Few gave attention to the address. Few paid attention to changes made to the d├ęcor of the Oval Office. The attention of partisan supporters, independents and Conservatives was focused on an administration exposed, not unlike an emperor whose fashion statement was so embarrassingly critiqued by a little boy. The current administration entered office in a Trojan horse that promised hope and change. Once in office it opened up and launched on an agenda of militant socialization and extreme unconstitutional federalism. It is understandable that no one now believes when the administration moves from talk of hope and change to talk of transcending partisan politics.

It is time to move on. It is time for change. There’s a change in the air. November is coming. In November, America will vote for change.

Allan R. Bevere said...

BThomas, Thanks for your comments, which actually demonstrate my point about partisan moths. While the policy moving forward in Iraq, etc. is important and certainly an important subject for debate, my ONLY point was to affirm President Obama's suggestion that it is time to turn the page on the debate over whether the US should have invaded Iraq in the first place. In other words, as we continue the debate on both sides of the aisle, let's finally drop that matter by the side of the road.

You did exactly what I said partisans do. Instead of taking one moment to agree with those on the other side of the aisle, (as Bob Cornwall did in his comment), you took this as another opportunity to get in a partisan shot.

It's amazing to me that it seems impossible for some on one side of the political to ever offer a word of praise to those on the other side. President Obama did that for President Bush in his address, and Bush did the same thing for Obama as the exchange of power was being prepared.

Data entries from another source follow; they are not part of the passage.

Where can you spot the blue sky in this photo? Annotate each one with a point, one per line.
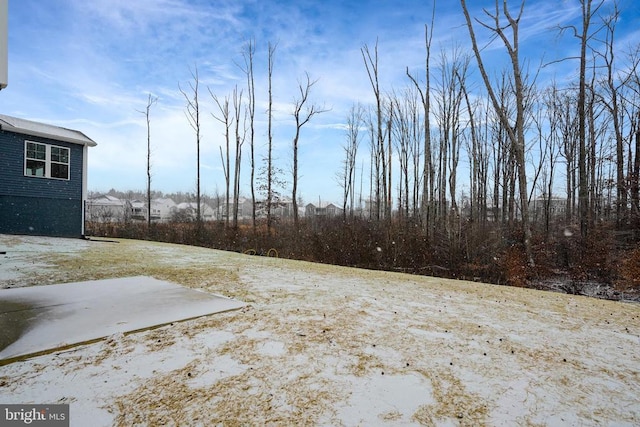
(89, 65)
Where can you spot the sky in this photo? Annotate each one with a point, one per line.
(91, 65)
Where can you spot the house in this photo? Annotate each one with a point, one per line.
(162, 209)
(43, 178)
(189, 210)
(106, 208)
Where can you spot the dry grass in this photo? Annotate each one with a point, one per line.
(311, 331)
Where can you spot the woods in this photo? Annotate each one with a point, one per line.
(467, 171)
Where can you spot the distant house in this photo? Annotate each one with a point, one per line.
(322, 210)
(43, 178)
(106, 208)
(161, 209)
(244, 209)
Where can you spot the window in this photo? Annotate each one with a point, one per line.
(46, 161)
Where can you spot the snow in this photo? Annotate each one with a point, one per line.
(323, 345)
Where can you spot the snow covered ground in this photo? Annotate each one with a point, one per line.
(326, 345)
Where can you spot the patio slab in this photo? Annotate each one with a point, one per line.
(42, 319)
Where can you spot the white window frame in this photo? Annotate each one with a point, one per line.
(48, 161)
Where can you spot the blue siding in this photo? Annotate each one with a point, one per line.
(40, 216)
(41, 206)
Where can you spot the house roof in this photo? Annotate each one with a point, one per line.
(28, 127)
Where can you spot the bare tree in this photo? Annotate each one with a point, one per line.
(248, 53)
(428, 172)
(378, 141)
(240, 135)
(301, 118)
(147, 114)
(269, 167)
(515, 132)
(193, 117)
(347, 178)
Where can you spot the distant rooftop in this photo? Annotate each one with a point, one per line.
(28, 127)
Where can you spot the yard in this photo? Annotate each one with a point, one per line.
(325, 345)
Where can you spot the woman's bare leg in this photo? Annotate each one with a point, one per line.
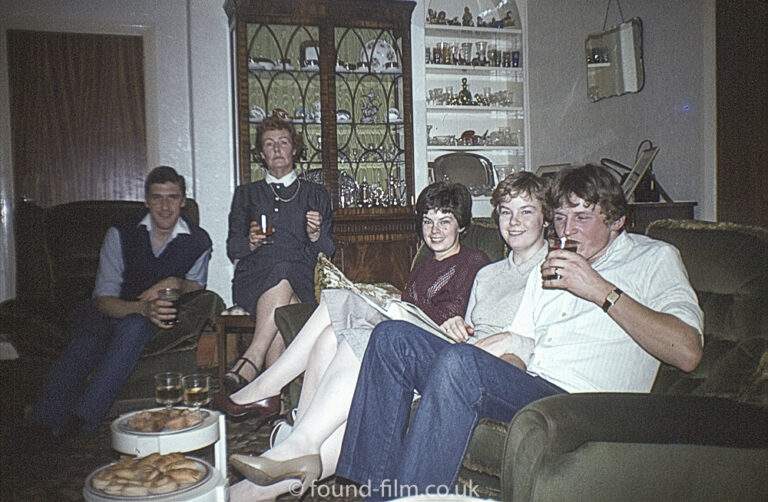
(327, 410)
(318, 429)
(293, 361)
(265, 331)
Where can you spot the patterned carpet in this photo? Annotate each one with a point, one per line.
(85, 453)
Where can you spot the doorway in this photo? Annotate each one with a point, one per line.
(78, 122)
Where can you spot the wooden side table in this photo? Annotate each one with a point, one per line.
(226, 323)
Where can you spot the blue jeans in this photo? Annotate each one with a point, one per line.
(459, 384)
(102, 348)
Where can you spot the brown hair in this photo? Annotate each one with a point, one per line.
(164, 174)
(451, 198)
(522, 183)
(277, 124)
(594, 185)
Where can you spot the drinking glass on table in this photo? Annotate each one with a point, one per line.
(561, 243)
(168, 388)
(197, 390)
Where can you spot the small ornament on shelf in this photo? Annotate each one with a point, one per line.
(466, 19)
(464, 97)
(369, 109)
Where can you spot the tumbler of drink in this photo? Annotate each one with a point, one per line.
(266, 229)
(168, 388)
(170, 295)
(197, 389)
(561, 243)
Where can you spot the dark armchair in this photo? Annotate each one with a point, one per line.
(57, 254)
(696, 436)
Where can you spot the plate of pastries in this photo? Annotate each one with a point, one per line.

I think we can learn a lesson here from both presidents.

Sharp said...

I have grown weary of reading two things since the dawn of the internet age: Comments on political articles and comments on sports articles. Just plug in the name of a sports team or a head coach into a political comment and they read exactly the same. They typically add nothing to the discussion, are filled with ad hominem attacks and blind loyalty, and have few arguments apart from rhetoric learned verbatim from radio show hosts and TV commentators.

They are just noise. I pretty much gave up trying to post rational, moderate responses that saw both sides about six months ago. Life is less frustrating now.

Allan R. Bevere said...

Sharp, I think it would be interesting to do psychological profiles on individuals who make such comments. The results would be most revealing.